If you want to run Vitis AI on your custom board, follow these steps. Ensure that you complete a step before proceeding to the next step.

Create the platform system of your custom board. For more information, see Vitis Unified Software Platform Documentation: Embedded Software Development (UG1400) and https://github.com/Xilinx/Vitis_Embedded_Platform_Source/tree/master/Xilinx_Official_Platforms.
Integrate the DPU IP. See https://github.com/Xilinx/Vitis-AI/tree/master/dsa/DPU-TRD for more information.
Note: After this step is completed, an sd_card directory and an sd_card.img image with DPU are created. For known issues, see Known issues.
Install the dependent libraries of Vitis AI.
There are two ways to install the dependent libraries of Vitis AI. One is to rebuild the system by configuring PetaLinux and the other is to install the Vitis AI-dependent libraries online.
1. To rebuild the system by configuring PetaLinux:
  To obtain the recipes of VAI1.4 and rebuild the system, refer to the PetaLinux Tools Documentation: Reference Guide (UG1144).
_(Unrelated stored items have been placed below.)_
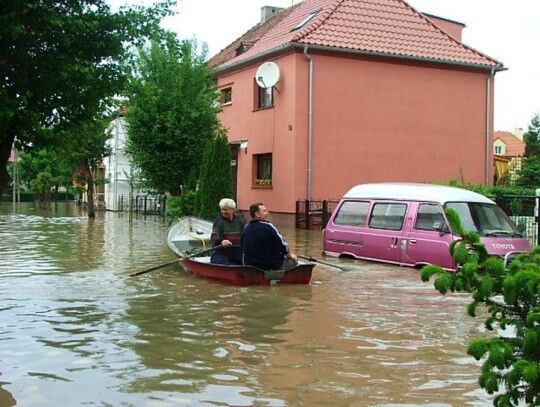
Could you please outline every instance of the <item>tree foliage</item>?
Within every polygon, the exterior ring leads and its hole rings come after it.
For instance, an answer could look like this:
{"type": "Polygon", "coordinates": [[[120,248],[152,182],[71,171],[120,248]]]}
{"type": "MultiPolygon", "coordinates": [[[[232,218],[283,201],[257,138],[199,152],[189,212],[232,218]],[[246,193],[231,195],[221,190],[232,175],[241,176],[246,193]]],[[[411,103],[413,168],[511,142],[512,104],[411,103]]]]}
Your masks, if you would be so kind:
{"type": "Polygon", "coordinates": [[[126,151],[147,187],[179,196],[198,174],[218,125],[206,50],[172,36],[140,52],[131,84],[126,151]]]}
{"type": "Polygon", "coordinates": [[[46,168],[44,171],[37,174],[36,178],[32,180],[32,192],[37,198],[40,208],[50,208],[51,190],[53,184],[53,176],[50,168],[46,168]]]}
{"type": "Polygon", "coordinates": [[[422,281],[435,276],[435,288],[442,294],[471,293],[467,311],[472,317],[479,306],[487,309],[485,326],[498,335],[472,341],[468,354],[483,360],[479,383],[497,394],[494,405],[540,405],[540,247],[505,265],[488,255],[477,233],[463,230],[454,210],[446,213],[460,235],[450,247],[458,269],[425,266],[422,281]]]}
{"type": "Polygon", "coordinates": [[[527,188],[540,188],[540,116],[535,115],[527,132],[525,141],[525,162],[519,173],[516,185],[527,188]]]}
{"type": "Polygon", "coordinates": [[[214,220],[219,215],[219,201],[232,197],[232,189],[231,150],[227,132],[221,128],[204,151],[197,195],[199,217],[214,220]]]}
{"type": "Polygon", "coordinates": [[[17,148],[55,147],[51,127],[102,111],[127,79],[126,44],[160,32],[170,0],[113,13],[105,0],[3,1],[0,8],[0,195],[17,148]]]}

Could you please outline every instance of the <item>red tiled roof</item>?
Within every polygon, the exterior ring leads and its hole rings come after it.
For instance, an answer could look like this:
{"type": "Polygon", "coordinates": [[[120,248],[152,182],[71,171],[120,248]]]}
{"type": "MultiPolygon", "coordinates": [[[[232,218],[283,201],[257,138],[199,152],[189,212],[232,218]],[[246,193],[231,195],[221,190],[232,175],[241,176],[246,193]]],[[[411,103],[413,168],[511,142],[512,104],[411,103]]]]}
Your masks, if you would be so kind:
{"type": "Polygon", "coordinates": [[[304,0],[258,24],[210,60],[219,69],[274,53],[283,48],[311,48],[421,59],[504,69],[503,64],[459,41],[403,0],[304,0]],[[298,30],[306,16],[317,15],[298,30]],[[255,41],[236,56],[233,44],[255,41]]]}
{"type": "Polygon", "coordinates": [[[525,155],[525,142],[514,136],[509,131],[496,131],[493,139],[500,139],[506,145],[506,157],[523,157],[525,155]]]}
  Note: If you want to compile the example on the target, select the packagegroup-petalinux-vitisai-dev and packagegroup-petalinux-self-hosted and recompile the system. (The name of the packagegroup-petalinux-vitisai-dev option may change in future PetaLinux releases).
2. To install the Vitis AI-dependent libraries online, execute dnf install packagegroup-petalinux-vitisai to complete the installation, as shown in the following code:
```
root@xilinx-zcu104-2020_1:/media/sd-mmcblk0p1# dnf install packagegroup-petalinux-vitisai
Last metadata expiration check: 1 day, 18:12:25 ago on Wed Jun 17 09:35:01 2020.
Package packagegroup-petalinux-vitisai-1.0-r0.noarch is already installed.
Dependencies resolved.
Nothing to do.
Complete!
```
  Note: If you use this method, ensure that the board is connected to the Internet.
  For the latest installation commands, see https://github.com/Xilinx/Vitis-AI/tree/master/setup/mpsoc/VART#step2-setup-the-target.
This installs the latest version of VART on the system. The system image for Vitis AI is available.
Flash the image to the SD card.
See Flashing the OS Image to the SD Card to flash the new image to the SD card.
Update the Vitis AI Runtime libraries to VAI1.4, if needed. To upgrade to Vitis AI 1.4, update the following library packages.
- libunilog
- libxir
- libtarget-factory
- libvart
- libvitis_ai_library
See Installing Vitis AI Runtime on the Evaluation Board to install the Vitis AI Runtime libraries.
After you install the Vitis AI Runtime, a vart.conf file is generated in the /etc directory. This contains the location of the dpu.xclbin file, as shown below. The Vitis AI examples fetch the dpu.xclbin file by reading the vart.conf file. If the dpu.xclbin file on your board is not in the same location as the default, change the dpu.xclbin path in the vart.conf file.
```
root@xilinx-zcu102-2021_1:~# cat /etc/vart.conf
firmware: /media/sd-mmcblk0p1/dpu.xclbin
```
Note: This step generates a system that can run the Vitis AI examples.
Run the Vitis AI examples. See Running Examples to run the Vitis AI examples.